From Canteen Food to Daily Meals: Generalizing Food Recognition to More Practical Scenarios
Guoshan Liu, Yang Jiao, Jingjing Chen, Bin Zhu, Yu-Gang Jiang
TL;DR
The paper tackles the challenge of transferring food-recognition models trained on canteen-style datasets to daily-life images by introducing DailyFood-172 and DailyFood-16 as realistic benchmarks. It presents Multi-Cluster Reference Learning (MCRL), a simple yet effective baseline that aligns target samples with multiple source clusters via top-K pseudo labels, with hard and soft selection variants. Empirical results show that integrating MCRL with state-of-the-art UDA methods yields consistent improvements across target datasets and backbones, and ablations confirm the value of multi-cluster and weighted alignment. The work advances practical food recognition by emphasizing cross-domain generalization and providing benchmarks and techniques to bridge the gap between curated datasets and real-world usage.
Abstract
The precise recognition of food categories plays a pivotal role for intelligent health management, attracting significant research attention in recent years. Prominent benchmarks, such as Food-101 and VIREO Food-172, provide abundant food image resources that catalyze the prosperity of research in this field. Nevertheless, these datasets are well-curated from canteen scenarios and thus deviate from food appearances in daily life. This discrepancy poses great challenges in effectively transferring classifiers trained on these canteen datasets to broader daily-life scenarios encountered by humans. Toward this end, we present two new benchmarks, namely DailyFood-172 and DailyFood-16, specifically designed to curate food images from everyday meals.
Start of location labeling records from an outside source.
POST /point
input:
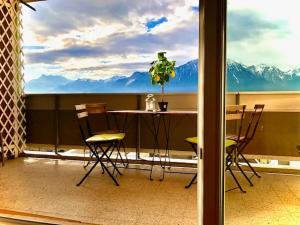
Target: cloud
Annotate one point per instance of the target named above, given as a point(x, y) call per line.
point(246, 25)
point(55, 56)
point(80, 35)
point(155, 22)
point(195, 8)
point(57, 17)
point(121, 44)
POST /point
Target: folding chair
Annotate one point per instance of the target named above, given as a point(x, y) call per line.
point(250, 133)
point(235, 113)
point(194, 141)
point(98, 144)
point(99, 109)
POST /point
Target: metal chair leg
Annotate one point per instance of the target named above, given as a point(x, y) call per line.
point(252, 169)
point(87, 174)
point(109, 173)
point(124, 149)
point(247, 178)
point(236, 181)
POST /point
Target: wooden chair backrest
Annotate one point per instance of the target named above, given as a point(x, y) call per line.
point(235, 112)
point(254, 121)
point(96, 108)
point(82, 118)
point(81, 111)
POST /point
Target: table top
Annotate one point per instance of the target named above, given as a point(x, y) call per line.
point(179, 112)
point(170, 112)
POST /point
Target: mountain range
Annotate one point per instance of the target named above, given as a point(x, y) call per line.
point(239, 78)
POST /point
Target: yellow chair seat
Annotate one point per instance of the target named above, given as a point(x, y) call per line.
point(194, 140)
point(106, 137)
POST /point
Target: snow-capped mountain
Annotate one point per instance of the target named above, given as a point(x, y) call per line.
point(239, 78)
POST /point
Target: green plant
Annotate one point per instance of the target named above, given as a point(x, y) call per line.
point(161, 70)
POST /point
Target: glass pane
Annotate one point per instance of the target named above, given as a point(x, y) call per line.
point(263, 73)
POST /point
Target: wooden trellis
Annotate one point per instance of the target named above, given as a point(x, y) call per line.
point(12, 105)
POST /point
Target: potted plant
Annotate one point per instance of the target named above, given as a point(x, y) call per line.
point(160, 72)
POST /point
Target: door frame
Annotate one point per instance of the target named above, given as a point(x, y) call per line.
point(211, 106)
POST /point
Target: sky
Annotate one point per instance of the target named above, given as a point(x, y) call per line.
point(264, 32)
point(97, 39)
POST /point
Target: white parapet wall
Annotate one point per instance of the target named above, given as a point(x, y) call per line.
point(12, 104)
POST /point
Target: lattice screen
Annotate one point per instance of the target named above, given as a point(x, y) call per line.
point(12, 106)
These two datasets are used to evaluate the transferability of approaches from the well-curated food image domain to the everyday-life food image domain. In addition, we also propose a simple yet effective baseline method named Multi-Cluster Reference Learning (MCRL) to tackle the aforementioned domain gap. MCRL is motivated by the observation that food images in daily-life scenarios exhibit greater intra-class appearance variance compared with those in well-curated benchmarks. Notably, MCRL can be seamlessly coupled with existing approaches, yielding non-trivial performance enhancements. We hope our new benchmarks can inspire the community to explore the transferability of food recognition models trained on well-curated datasets toward practical real-life applications.